The trial court also stated in its July 31, 1996 order that "the factual allegations of [Davis'] complaint do not give rise to an exception to governmental immunity." (Trial Court's Order, 7/31/96, at 1.) Davis complaint alleges, inter alia :
7. At the aforesaid date, time and place, [Davis] was caused to fall due to a dangerous and/or defective condition in the shower provided for Plaintiff's use at said facility.
8. The above-stated dangerous and/or defective condition consisted of a faulty shower grab bar which was a fixed part of the correctional facility.
9. The shower grab bar failed and was unsafe in an activity for which it was regularly used consisting of assistance in bathing in that, when [Davis] attempted to use said grab bar while showering said bar broke free from the shower unit causing [Davis] to fall striking his head.
13. The injuries and damages to [Davis] were caused solely and exclusively by the negligence and/or carelessness and or recklessness of the [County], and each of them failing to maintain proper care, custody and control of the real property of the [County] . . . .
(Amended Complaint at 2-3; Reproduced Record at 3-4.) Clearly, these averments, including the legal Conclusion, are sufficient, if proven to be true, to establish that the real property exception to governmental immunity applies under Section 8542(b)(1) of the Act, and thus the trial court erred in concluding otherwise.
The County directs our attention to the decision of this Court in Gore v. Bethlehem Area School District, 113 Pa. Commw. 394, 537 A.2d 913 (Pa. Commw.), petition for allowance of appeal denied, 519 Pa. 656, 546 A.2d 60 (1988), in which a student was injured while attempting to hang from a chin-up bar when the bar dislodged from its position in the doorway of the school's gymnasium. We ultimately affirmed the decision of the trial court in granting summary judgment in favor of the school district on the basis of governmental immunity as provided under the Act. The critical difference between the Gore case and the instant appeal, however, is that, in Gore,
the undisputed evidence of record established that (1) the chin-up bar was located in a doorway to a storage room (the storage room was not part of the gymnasium area) for a period of six or seven years and (2) the chin-up bar operated much like a curtain rod; at each end of the bar was a rubber suction cup which would allow the end of the chin-up bar to adhere to the wall or inside portion of the doorway; . . . the chin-up bar was easily removable and would not cause material damage upon removal. Additionally, it is clear that the chin-up bar was not essential to the permanent use of the building.

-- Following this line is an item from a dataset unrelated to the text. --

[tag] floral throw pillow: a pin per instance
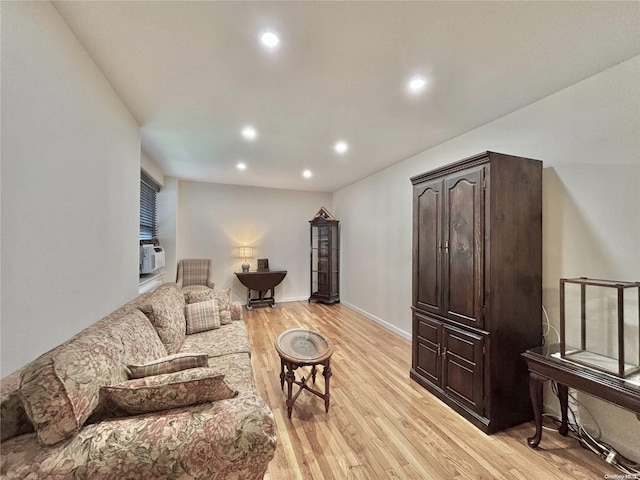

537 A.2d at 915 (emphasis added). In this case, however, the nature of the shower structure is not by any means established by "undisputed evidence of record" and remains a genuine issue of material fact that has yet to be determined.
On remand, the facts may reveal a shower stall bolted or screwed to the wall and cemented to the floor, with hot and cold water supply pipes which are part of the prison's water supply system, and with a waste-water drain that is leaded to the soil pipe. And, if all of these things happen to be the facts, we question how such a facility could remain personalty and not be considered so affixed to the prison real estate as to be real property itself.
Accordingly, the order of the court of common pleas granting summary judgment is reversed, and the matter is remanded for further proceedings consistent with this opinion.
JOSEPH T. DOYLE, Judge
NOW, August 6, 1997, the order of the Court of Common Pleas of Susquehanna County in the above-captioned matter is hereby reversed, and the case is remanded for further proceedings consistent with this opinion.